Veolia, a provider of waste, water and energy management services, has submitted planning application for the proposed advanced energy recovery facility near Alton, UK.

The project, which will save 65,000 tonnes of carbon emissions annually, forms part of a wider strategy to recycle more and recover more energy from waste in the area.

The new advanced energy recovery facility will feature advanced technology designed to utilise non-recyclable ‘residual’ waste to produce power, which will be supplied to the National Grid.

In a press statement, Veolia said: “Submission of this application follows a period of extensive pre-application public consultation, which was undertaken between February and March 2020, before the current social distancing measures were introduced.”

Veolia’s advanced energy recovery facility to create 300 construction jobs

Expected to create over 300 jobs during construction phase and 40 permanent jobs once operational, the facility will provide enough electricity for 75,000 Hampshire homes.
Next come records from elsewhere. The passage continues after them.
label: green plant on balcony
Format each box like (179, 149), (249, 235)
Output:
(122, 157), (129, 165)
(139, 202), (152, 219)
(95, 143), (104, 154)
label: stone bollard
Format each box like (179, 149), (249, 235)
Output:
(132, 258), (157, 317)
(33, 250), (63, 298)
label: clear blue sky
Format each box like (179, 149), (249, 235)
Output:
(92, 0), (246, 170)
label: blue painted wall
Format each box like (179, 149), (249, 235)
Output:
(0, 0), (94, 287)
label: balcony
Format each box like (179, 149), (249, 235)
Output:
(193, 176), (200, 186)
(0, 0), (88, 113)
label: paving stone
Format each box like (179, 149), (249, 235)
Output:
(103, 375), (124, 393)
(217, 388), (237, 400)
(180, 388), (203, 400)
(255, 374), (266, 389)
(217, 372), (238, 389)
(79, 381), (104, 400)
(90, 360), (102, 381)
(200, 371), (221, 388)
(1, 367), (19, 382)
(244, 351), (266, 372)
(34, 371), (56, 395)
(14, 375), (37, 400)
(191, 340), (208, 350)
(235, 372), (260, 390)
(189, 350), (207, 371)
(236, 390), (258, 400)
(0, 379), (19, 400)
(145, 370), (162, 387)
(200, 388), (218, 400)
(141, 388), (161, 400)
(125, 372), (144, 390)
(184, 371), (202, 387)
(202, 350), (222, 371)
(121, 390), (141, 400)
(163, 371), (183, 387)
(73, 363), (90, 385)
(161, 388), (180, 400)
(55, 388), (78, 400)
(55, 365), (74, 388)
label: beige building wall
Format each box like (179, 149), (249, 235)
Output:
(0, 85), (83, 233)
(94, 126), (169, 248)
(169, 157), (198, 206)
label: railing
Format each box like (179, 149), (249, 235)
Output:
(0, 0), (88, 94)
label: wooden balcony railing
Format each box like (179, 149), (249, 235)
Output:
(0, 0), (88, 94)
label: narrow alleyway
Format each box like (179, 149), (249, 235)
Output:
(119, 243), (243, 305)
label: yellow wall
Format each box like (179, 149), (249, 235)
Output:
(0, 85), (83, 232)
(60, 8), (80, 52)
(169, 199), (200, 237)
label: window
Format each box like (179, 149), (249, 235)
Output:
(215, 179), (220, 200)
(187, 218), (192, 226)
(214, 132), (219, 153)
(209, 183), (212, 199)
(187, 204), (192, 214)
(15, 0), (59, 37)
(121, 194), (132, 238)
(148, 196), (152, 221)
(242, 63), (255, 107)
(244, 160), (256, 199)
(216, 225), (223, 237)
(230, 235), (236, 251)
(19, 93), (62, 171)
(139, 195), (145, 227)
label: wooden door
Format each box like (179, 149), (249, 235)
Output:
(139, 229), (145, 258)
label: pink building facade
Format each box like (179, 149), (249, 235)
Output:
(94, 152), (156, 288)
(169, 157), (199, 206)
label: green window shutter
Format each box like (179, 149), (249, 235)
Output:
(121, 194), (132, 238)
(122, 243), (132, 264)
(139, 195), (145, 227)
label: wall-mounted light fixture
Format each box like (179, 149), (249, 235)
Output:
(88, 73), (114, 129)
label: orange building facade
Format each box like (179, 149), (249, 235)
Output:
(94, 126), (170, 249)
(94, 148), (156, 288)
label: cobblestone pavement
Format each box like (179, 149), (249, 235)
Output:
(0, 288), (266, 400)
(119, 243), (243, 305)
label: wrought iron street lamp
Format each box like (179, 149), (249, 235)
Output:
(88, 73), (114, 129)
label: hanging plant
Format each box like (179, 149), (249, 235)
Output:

Veolia UK and Ireland chief technology and innovation officer Richard Kirkman said: “This facility will allow Hampshire to lead the way in waste management, saving 65,000 tonnes of carbon emissions compared to landfill and delivering a 30% increase in energy efficiency.

“In terms of a green recovery, this represents an important investment in new clean infrastructure that will contribute towards reaching the carbon net-zero target as well as providing new construction jobs and permanent local employment.”

In 2017, British renewable energy developer REG Power Management and Veolia have announced plans to collaborate on utilising landfill sites in England to house green energy projects.

The two firms have been working with each other for more than four years for adding value to the landfill portfolio of the French company by developing various solar farms.